Benchmarks, Hype, and Real-World Performance

  • Interview claims about AI surpassing humans on almost all benchmarks are widely challenged.
  • Commenters note that tools like Gemini can look impressive in short “play” sessions yet fail unpredictably on simple tasks, hallucinate, or produce plausible nonsense.
  • There is frustration that current benchmarks underweight reliability, non-hallucination, and long-horizon reasoning—areas where humans still excel.
  • Some think LLM progress is already plateauing and that parameter-scaling gives diminishing returns; others argue agent capabilities are clearly improving even if raw knowledge isn’t exploding anymore.
  • A meta-critique emerges: optimists accuse skeptics of “performative cynicism” and moving goalposts; skeptics say claims of inevitable rapid improvement are marketing, not evidence.

Are LLMs “Good Coders”?

  • Strong disagreement about the statement that modern models are “very good coders.”
  • Supportive view:
    • They’re excellent at syntax, boilerplate, pattern recall, quick prototypes, and occasionally at insights that would take humans far longer.
    • They can transform workflows for developers who know enough to validate output.
  • Critical view:
    • They lack domain understanding, don’t know requirements, can’t judge ticket quality, and don’t understand cross-team impacts, so they’re autocomplete tools, not programmers.
    • Their failures are unpredictable: sometimes flounder on trivial tasks, sometimes nail advanced ones.
    • They exhibit a kind of “systematic Dunning–Kruger”: confidently wrong, always producing something instead of admitting ignorance.
  • Many see them as useful assistants when you can rapidly check their work, but not reliable enough to own end-to-end software tasks.
  • There is also skepticism about claims of being “very good legal analysts,” which some find especially implausible.
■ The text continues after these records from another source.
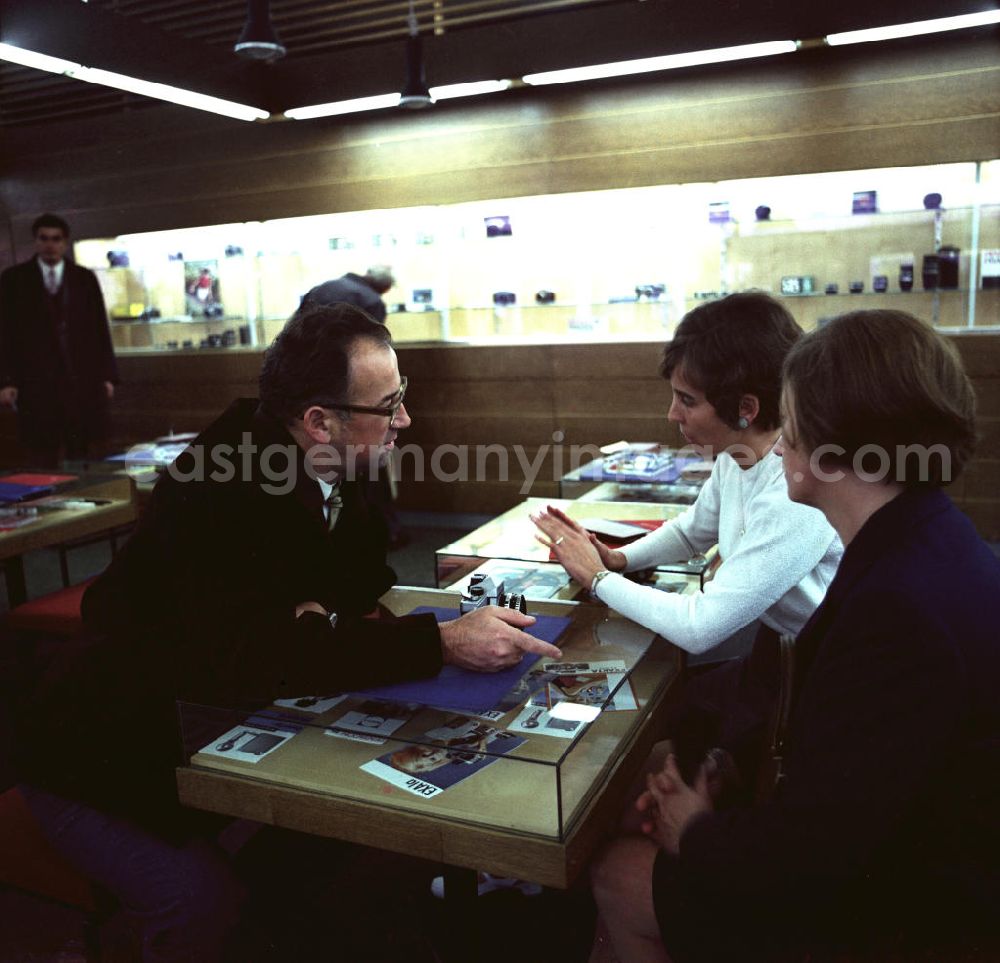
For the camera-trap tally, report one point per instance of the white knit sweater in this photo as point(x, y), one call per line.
point(778, 558)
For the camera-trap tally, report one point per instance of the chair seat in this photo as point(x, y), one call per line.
point(29, 863)
point(57, 613)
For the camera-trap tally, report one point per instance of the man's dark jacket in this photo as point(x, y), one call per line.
point(200, 606)
point(885, 828)
point(56, 350)
point(349, 289)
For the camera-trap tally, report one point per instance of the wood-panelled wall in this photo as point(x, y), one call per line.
point(541, 399)
point(875, 105)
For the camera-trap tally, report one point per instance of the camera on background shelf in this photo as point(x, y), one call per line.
point(483, 591)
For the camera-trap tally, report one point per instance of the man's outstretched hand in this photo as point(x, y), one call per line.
point(490, 639)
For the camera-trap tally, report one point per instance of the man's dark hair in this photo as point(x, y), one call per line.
point(732, 347)
point(309, 361)
point(49, 220)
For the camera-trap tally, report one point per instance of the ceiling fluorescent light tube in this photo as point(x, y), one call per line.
point(173, 95)
point(107, 78)
point(28, 58)
point(915, 29)
point(669, 62)
point(378, 102)
point(449, 91)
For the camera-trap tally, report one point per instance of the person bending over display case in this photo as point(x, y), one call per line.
point(248, 579)
point(881, 834)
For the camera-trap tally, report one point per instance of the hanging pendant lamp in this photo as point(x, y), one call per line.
point(416, 93)
point(258, 41)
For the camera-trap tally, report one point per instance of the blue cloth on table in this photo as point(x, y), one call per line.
point(462, 689)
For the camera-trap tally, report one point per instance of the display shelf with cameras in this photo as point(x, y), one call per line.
point(935, 263)
point(516, 774)
point(608, 265)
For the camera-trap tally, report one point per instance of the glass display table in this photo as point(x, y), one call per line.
point(528, 803)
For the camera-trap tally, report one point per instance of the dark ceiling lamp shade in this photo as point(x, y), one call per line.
point(415, 93)
point(258, 41)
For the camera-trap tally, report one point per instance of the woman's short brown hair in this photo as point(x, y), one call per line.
point(885, 386)
point(732, 347)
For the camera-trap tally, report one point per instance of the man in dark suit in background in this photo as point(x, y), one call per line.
point(251, 577)
point(57, 366)
point(363, 291)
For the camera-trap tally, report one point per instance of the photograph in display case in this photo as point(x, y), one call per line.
point(201, 287)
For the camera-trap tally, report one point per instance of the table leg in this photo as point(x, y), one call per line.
point(461, 899)
point(17, 589)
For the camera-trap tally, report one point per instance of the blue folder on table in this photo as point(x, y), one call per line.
point(14, 492)
point(462, 689)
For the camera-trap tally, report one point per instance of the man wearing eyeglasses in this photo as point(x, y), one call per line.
point(251, 577)
point(366, 292)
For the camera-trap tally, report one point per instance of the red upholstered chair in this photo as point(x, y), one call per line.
point(57, 613)
point(28, 863)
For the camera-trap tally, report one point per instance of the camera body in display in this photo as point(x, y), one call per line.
point(484, 591)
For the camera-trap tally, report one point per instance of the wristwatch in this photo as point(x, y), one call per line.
point(604, 573)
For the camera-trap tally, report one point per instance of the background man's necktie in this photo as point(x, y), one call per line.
point(333, 505)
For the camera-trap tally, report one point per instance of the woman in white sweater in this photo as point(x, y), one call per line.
point(778, 558)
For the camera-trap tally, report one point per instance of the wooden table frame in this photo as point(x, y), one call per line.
point(503, 852)
point(65, 526)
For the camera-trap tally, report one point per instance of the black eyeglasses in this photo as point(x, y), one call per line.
point(388, 411)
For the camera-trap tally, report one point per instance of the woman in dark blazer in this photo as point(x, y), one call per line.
point(882, 833)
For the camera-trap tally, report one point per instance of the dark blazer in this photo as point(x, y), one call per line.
point(885, 827)
point(349, 289)
point(55, 375)
point(199, 606)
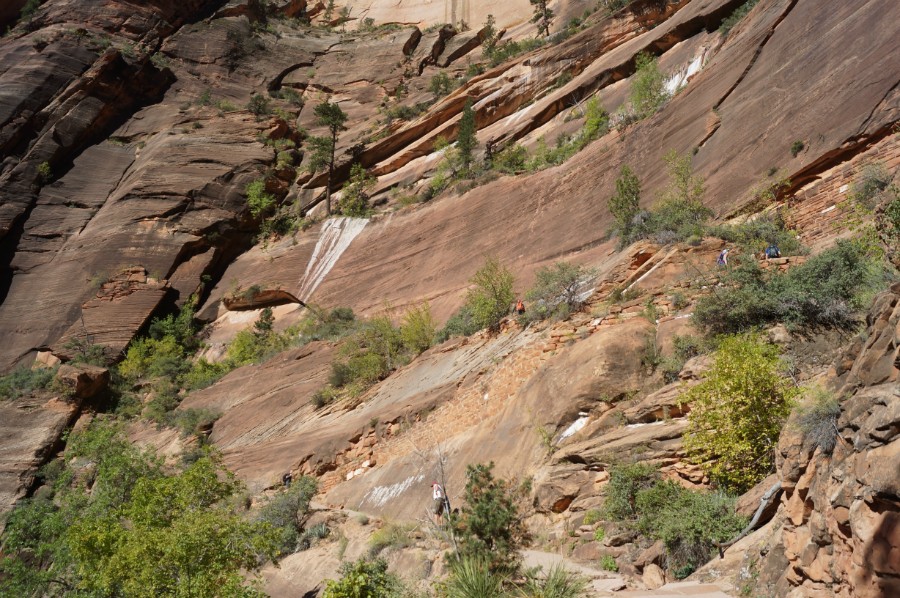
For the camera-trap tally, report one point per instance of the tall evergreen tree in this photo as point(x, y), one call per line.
point(329, 115)
point(466, 142)
point(625, 203)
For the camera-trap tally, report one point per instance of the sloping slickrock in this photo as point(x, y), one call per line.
point(603, 365)
point(317, 442)
point(490, 219)
point(29, 427)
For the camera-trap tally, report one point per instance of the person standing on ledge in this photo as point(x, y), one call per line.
point(437, 503)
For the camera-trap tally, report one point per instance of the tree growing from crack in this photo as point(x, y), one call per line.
point(328, 115)
point(542, 17)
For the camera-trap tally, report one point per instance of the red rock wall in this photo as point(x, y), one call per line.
point(841, 534)
point(818, 209)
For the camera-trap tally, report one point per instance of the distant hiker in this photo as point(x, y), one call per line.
point(520, 307)
point(437, 503)
point(723, 258)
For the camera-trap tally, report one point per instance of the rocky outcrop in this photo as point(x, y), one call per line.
point(841, 534)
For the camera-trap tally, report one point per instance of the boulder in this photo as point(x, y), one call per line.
point(83, 381)
point(653, 577)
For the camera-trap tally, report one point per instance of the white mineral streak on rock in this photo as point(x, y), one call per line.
point(575, 427)
point(334, 238)
point(380, 495)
Governance, AI Futures, and General Mood

  • Some prefer commercially driven AI development over state/military-led programs; others argue that once research and infrastructure depend on private platforms, control shifts dangerously fast.
  • A playful but serious tangent speculates about AI CEOs: one commenter extrapolates from current agent time-horizon benchmarks to predict AI-led firms in the 2030s, while others treat this as premature.
  • The thread ends with a mix of awe and dread: AI feels like it could usher in a renaissance or a breakdown, and many commenters explicitly say it’s unclear which path we’re on.